348. The Tribunal notes that even a distinct offence could have been proved at trial, under the same set of facts narrated in the indictment. Therefore, finding on commission of a distinct offence under the same set of facts narrated in the charge framed is permissible. The charge framed describes the commission of the offence of rape and three sex victims have testified before the Tribunal narrating the trauma they sustained. It is found that the offence of indiscriminate sexual invasion under coercive circumstances, in conjunction of the attack that resulted in causing numerous murders of civilians, was also done to women of the crime village.

349. It is legitimate to draw a conclusion that the accused Muhammad Kamaruzzaman, a significant leader of Al-Badar of greater Mymensingh had acted the role of ‘advisor’ and he was aware of his act and the entire operation as well and thus he was responsible for the entire action causing the appalling mass killing of civilians and rampant sexual ravishment, committed in conjunction of the event, at Sohagpur village. The event of massacre attributed to the accused Muhammad Kamaruzzaman was not the outcome of an individual action but it was the result of the activities of a group of Al-Badars to which he was in leading position and by his conscious acts, instigated the perpetrators to carry out the operation, at its preparatory stage and its actual commission stage too.
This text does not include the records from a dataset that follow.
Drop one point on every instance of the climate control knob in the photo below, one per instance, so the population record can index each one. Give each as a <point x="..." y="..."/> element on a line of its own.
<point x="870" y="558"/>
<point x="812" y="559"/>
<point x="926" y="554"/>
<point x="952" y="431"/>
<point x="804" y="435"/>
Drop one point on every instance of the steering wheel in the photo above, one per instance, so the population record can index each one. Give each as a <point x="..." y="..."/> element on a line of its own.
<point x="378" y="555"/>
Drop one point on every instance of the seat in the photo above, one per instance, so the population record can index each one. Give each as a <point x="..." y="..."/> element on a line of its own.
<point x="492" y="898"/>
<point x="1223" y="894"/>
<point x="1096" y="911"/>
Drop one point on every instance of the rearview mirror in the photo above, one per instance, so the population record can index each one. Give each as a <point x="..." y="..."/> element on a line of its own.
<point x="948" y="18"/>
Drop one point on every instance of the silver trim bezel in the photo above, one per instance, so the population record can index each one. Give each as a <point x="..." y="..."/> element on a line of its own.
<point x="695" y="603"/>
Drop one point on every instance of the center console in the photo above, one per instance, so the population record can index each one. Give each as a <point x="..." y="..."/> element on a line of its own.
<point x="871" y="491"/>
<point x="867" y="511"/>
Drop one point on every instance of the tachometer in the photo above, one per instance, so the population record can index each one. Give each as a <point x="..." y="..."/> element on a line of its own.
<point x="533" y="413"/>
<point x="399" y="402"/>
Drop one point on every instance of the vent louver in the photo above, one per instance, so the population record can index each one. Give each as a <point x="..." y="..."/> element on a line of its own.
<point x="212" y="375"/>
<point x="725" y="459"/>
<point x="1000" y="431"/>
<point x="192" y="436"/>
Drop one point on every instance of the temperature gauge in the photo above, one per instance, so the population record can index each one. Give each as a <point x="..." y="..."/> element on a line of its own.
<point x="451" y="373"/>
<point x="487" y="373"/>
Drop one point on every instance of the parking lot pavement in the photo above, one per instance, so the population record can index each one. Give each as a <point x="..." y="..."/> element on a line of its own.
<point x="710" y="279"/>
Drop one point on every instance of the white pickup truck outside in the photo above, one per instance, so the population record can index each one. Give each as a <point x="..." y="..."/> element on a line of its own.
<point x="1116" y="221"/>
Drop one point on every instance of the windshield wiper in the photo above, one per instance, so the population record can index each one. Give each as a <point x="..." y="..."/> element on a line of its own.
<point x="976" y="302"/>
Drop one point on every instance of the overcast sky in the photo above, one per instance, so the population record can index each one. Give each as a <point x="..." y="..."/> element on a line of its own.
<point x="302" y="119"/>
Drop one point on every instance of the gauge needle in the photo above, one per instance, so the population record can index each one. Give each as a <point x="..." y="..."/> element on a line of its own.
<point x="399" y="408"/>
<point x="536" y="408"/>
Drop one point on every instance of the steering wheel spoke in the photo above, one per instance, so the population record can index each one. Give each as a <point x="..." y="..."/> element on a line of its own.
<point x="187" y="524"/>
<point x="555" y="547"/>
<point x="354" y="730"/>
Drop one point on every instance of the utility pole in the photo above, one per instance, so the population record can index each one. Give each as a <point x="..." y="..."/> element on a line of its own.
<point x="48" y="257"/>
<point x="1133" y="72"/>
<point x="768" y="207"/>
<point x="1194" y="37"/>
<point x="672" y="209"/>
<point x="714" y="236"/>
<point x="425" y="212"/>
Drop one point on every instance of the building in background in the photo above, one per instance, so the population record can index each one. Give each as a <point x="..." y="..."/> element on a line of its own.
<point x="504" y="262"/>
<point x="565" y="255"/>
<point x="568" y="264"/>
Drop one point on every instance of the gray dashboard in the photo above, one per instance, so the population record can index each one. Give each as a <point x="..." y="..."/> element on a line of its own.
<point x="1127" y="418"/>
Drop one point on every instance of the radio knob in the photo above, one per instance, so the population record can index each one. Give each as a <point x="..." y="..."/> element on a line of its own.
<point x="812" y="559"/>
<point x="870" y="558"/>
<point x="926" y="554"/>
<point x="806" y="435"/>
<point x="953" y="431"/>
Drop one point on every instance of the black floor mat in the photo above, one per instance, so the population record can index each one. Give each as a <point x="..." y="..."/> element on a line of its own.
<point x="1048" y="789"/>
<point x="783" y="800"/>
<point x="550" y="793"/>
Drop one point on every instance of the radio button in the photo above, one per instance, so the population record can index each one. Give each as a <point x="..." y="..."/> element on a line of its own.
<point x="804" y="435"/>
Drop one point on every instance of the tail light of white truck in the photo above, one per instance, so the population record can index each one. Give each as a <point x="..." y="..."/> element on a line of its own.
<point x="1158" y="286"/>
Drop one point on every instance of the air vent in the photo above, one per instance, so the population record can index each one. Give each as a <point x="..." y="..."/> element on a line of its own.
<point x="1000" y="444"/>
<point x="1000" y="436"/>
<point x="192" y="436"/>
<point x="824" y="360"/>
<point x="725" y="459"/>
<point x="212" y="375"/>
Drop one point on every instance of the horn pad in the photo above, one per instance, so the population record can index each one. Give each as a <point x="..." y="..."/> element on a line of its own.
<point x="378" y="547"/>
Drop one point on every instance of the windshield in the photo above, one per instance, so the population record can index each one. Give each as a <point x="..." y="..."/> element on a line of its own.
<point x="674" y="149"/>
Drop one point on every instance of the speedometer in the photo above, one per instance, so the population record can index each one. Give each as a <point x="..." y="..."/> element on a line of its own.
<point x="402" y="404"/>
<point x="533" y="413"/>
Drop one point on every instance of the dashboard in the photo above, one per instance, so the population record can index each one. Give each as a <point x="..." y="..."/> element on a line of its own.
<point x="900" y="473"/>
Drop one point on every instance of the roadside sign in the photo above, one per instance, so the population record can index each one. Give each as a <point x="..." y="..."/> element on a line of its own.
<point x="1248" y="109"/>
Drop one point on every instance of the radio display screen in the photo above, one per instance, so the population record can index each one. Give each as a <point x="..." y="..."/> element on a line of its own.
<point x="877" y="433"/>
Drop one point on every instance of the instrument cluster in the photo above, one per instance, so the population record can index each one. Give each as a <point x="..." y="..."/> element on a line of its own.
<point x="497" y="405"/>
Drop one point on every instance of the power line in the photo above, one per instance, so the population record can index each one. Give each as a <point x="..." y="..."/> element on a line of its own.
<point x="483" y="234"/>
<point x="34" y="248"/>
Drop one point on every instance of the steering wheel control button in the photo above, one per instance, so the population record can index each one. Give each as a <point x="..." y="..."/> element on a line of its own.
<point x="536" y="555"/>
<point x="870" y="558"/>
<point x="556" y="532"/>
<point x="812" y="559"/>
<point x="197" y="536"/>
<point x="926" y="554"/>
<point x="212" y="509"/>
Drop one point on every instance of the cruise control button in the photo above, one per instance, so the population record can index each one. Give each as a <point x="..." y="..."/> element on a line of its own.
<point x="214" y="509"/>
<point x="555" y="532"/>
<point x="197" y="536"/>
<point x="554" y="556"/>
350. It has been proved beyond reasonable doubt that the accused Muhammad Kamaruzzaman acted substantially in carrying out the ‘operation’ and his act and conduct, before and after the event, formed part of ‘attack’ which was committed against the unarmed civilian population for causing atrocious criminal act of murder which has been enumerated in the Act of 1973 as crimes against humanity. In conjunction of the horrendous event, shameful act of rampant sexual violence upon the women was also committed and it obviously has diagnosed the event more shocking and graver. Perpetrators of and persons concerned with such shocking and horrendous crimes against humanity are known as the enemies of the mankind. The accused Muhammad Kamaruzzaman, for his substantial act and conduct of providing advices and approval, is equally accountable for the crimes as listed in charge no.3 in the same manner as if it were done by him alone. Thus, he is held responsible for the actual commission of the offence mass killing of hundreds of unarmed civilians constituting the offence of murders as crimes against humanity as enumerated in section 3(2)(a)(h) of the Act of 1973 and thus the accused Muhammad Kamaruzzaman incurs criminal liability under section 4(1)of the Act of 1973.